You know more about it than all the Nasmyths that ever lived!"
"I'm blessed if I know anything at all about it!" cried Barbican, with a
joyous laugh. "Ha, ha, ha! The first eastern shore Marylander or any
other simpleton you meet in Baltimore, knows as much about the Moon as
I do! Why we're going there, I can't tell! What we're going to do when
we get there, can't tell either! Ardan knows all about it! He can tell!
He's taking us there!"
"Certainly I can tell! should I have offered to take you there without a
good object in view?" cried Ardan, husky with continual roaring. "Answer
me that!"
"No conundrums!" cried the Captain, in a voice sourer and rougher than
ever; "tell us if you can in plain English, what the demon we have come
here for!"
"I'll tell you if I feel like it," cried Ardan, folding his arms with an
aspect of great dignity; "and I'll not tell you if I don't feel like
it!"
"What's that?" cried Barbican. "You'll not give us an answer when we ask
you a reasonable question?"
"Never!" cried Ardan, with great determination. "I'll never answer a
question reasonable or unreasonable, unless it is asked in a proper
manner!"
"None of your French airs here!" exclaimed M'Nicholl, by this time
almost completely out of himself between anger and excitement. "I don't
know where I am; I don't know where I'm going; I don't know why I'm
going; _you_ know all about it, Ardan, or at least you think you do!
Well then, give me a plain answer to a plain question, or by the
Thirty-eight States of our glorious Union, I shall know what for!"

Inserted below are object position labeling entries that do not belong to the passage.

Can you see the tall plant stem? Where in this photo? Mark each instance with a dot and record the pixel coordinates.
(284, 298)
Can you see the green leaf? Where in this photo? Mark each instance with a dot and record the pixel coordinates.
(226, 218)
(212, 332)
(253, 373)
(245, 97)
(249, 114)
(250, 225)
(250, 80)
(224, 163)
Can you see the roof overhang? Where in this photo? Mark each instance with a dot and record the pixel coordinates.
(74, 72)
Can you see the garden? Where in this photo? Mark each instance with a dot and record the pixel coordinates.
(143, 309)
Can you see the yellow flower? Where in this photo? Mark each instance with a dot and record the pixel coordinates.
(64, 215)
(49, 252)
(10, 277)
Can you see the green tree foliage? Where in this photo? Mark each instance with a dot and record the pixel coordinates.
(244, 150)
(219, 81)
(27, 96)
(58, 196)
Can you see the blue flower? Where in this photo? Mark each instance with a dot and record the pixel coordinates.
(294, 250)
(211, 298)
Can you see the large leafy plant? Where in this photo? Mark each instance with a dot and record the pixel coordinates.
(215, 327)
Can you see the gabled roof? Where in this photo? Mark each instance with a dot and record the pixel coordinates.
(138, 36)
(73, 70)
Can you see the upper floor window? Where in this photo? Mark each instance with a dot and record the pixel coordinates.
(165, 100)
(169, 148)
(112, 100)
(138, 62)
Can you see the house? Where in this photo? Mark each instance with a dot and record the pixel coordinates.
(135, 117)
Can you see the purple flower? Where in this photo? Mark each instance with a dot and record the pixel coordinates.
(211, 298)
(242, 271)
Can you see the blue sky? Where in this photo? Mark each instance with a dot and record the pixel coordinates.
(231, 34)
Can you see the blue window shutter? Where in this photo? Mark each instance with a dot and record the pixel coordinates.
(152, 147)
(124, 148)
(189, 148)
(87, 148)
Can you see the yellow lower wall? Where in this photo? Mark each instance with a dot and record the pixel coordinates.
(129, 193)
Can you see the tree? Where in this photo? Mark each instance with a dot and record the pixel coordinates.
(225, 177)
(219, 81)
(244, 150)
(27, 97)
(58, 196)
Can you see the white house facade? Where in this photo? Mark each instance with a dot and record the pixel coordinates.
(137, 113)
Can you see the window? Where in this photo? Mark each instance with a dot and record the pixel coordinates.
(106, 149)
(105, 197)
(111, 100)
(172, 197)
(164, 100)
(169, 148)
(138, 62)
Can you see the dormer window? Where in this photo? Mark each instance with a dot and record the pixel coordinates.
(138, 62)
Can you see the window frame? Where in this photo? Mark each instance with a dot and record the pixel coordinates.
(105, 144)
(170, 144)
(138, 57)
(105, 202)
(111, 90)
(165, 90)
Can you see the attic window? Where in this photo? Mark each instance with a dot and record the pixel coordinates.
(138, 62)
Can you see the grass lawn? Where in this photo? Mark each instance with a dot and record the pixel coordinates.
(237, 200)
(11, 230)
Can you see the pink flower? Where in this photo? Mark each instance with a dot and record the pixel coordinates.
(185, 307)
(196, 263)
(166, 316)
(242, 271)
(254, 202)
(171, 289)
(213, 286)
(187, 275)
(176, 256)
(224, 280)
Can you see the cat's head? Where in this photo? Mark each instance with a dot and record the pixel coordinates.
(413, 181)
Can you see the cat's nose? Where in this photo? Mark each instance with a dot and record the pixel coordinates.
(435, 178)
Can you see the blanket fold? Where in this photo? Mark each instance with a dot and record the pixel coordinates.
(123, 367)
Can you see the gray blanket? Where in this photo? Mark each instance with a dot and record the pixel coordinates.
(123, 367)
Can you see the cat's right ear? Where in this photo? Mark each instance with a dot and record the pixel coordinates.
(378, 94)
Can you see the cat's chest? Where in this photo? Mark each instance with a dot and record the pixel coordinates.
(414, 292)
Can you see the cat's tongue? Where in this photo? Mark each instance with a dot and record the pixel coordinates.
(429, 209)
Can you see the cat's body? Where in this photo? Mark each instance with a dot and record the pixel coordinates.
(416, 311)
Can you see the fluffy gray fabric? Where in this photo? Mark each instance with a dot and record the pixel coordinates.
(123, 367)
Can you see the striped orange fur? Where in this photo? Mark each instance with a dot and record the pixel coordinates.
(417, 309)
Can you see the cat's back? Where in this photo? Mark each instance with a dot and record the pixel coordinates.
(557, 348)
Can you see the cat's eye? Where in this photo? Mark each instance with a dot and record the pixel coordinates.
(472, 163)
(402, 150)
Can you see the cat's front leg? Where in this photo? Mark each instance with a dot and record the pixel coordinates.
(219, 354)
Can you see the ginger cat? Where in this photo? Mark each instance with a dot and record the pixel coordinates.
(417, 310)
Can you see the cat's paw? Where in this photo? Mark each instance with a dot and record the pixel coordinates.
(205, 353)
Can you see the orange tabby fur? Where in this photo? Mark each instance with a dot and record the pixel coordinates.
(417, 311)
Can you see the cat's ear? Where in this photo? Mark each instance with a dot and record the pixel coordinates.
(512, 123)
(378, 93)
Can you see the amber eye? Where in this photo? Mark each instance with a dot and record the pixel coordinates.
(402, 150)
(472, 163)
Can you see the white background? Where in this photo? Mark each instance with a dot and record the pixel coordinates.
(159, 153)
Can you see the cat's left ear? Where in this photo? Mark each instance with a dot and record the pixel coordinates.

"Listen, Ardan!" cried Barbican, grappling with the Frenchman, and with
some difficulty restraining him from flying at M'Nicholl's throat; "You
ought to tell him! It is only your duty! One day you found us both in
St. Helena woods, where we had no more idea of going to the Moon than of
sailing to the South Pole! There you twisted us both around your finger,
and induced us to follow you blindly on the most formidable journey ever
undertaken by man! And now you refuse to tell us what it was all for!"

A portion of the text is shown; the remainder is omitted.